In Pathaan, the film’s protagonist decenters his eponymous Muslim identity to the point of erasure in the plot of the film. The Muslim identity that Shah Rukh Khan represents with his public presence or the characters he plays on screen cannot be taken as a homogenising representation of the Muslim reality in India at large. With convenient villainization of Pakistan as the ‘evil’ and ‘irrational’ enemy, and by occasionally hinting at Article 370 without ever actually engaging with the political implications of it, the film feels like a desperate attempt to appease the current dispensation to take the target off Bollywood’s and more specifically Shah Rukh’s back. It is Bollywood’s final attempt to survive as a business venture in an increasingly hostile economy. It deliberately plays into the liberal construction of the good’ Muslim and ‘bad’ Muslim binary.
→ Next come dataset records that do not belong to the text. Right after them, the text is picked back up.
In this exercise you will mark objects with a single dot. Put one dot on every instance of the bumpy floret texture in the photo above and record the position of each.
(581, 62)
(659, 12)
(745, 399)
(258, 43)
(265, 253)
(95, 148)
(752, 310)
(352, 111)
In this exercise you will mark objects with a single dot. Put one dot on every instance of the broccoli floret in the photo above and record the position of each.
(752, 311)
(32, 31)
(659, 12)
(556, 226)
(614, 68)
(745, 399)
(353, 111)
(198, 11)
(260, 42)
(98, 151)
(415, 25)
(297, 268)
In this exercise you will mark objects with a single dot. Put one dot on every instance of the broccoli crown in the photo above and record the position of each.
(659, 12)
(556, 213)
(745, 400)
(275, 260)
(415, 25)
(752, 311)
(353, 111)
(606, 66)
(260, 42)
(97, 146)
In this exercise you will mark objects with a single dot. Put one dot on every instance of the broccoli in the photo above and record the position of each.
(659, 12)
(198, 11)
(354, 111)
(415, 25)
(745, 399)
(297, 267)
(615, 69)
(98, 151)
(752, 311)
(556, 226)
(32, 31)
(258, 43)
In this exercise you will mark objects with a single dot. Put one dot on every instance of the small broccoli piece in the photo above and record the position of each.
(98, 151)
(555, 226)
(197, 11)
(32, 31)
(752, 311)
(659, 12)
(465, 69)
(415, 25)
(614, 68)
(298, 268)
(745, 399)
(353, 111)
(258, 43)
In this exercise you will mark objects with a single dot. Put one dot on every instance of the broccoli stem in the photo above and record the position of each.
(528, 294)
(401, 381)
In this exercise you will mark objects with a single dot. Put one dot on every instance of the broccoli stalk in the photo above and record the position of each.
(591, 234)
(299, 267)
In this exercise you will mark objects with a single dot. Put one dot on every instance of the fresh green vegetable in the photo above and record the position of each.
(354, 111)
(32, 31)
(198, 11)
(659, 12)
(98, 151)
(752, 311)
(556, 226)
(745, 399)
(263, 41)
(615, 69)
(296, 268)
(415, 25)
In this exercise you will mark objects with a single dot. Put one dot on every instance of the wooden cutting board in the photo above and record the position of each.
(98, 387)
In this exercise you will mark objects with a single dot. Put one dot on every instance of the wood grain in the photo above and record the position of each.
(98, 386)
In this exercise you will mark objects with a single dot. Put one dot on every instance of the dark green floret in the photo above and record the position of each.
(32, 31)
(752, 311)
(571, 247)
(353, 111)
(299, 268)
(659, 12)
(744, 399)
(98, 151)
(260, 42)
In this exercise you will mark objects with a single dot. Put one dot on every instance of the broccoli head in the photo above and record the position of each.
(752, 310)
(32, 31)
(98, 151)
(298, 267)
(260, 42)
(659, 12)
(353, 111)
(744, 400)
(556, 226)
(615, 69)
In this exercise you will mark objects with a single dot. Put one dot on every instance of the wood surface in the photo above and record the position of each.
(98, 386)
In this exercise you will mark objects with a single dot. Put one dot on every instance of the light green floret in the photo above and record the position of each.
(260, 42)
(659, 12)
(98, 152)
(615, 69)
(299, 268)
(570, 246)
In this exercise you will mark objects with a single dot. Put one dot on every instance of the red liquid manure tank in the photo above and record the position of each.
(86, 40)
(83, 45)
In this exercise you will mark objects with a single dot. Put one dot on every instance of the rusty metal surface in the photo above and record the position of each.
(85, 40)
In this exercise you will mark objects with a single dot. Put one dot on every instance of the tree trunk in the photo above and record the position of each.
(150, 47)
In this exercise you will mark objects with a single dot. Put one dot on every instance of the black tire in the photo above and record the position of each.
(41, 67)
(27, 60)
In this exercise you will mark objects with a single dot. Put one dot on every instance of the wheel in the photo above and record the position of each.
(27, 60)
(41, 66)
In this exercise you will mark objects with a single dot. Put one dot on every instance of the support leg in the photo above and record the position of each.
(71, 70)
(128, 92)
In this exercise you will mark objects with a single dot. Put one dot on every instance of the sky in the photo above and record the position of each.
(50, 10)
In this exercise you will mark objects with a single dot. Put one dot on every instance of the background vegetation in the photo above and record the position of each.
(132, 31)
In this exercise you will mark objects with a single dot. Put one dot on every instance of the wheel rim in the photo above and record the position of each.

Such construction might favour certain individuals but in the end, only reinforces the position of the religious minorities as inferior to the dominant religion and culture.
Shah Rukh Khan, in his older interviews, has proven time and again that he is acutely aware of his position as a religious minority in the country and has navigated such disparity with deft humour and ambiguous comments. But in the promotion of Pathaan, such media presence was acutely absent. Maybe that space for voicing dissent is no longer available, at least not without consequences- consequences which Bollywood or its stars can no longer risk.
Also read: Tip Tip Barsa Paani: An Example Of Bollywood’s Blatantly Ageist, Obsessive Male Gaze
Perhaps, as a nation, we have reached a point where the display of conformity to the dominant political ideology is necessary for funding creative projects. In the end, Shah Rukh, like any other actor or professional, is out there to make money, and his new film does all that is required of him to make sure that it does make money. Celebrities are created in the very reflection of the society that hype them up and give them their status. Therefore, to expect them to show political sensitivity at the expense of their professional security and ensured profits is perhaps a failure on our part to understand the mechanics of celebrity culture at large.
Celebrities are the epitome of privilege and their investment in social justice and political correctness is only limited to safeguarding their image to the public. Their brand only creates or produces what the consumers demand. While it is important to hold them accountable for the harmful influence they hold over society at large, perhaps it is more important to work towards a society that recognizes them as mere individuals subsumed within the larger socio-political power structure that fuels their power, status, and relevance within the society.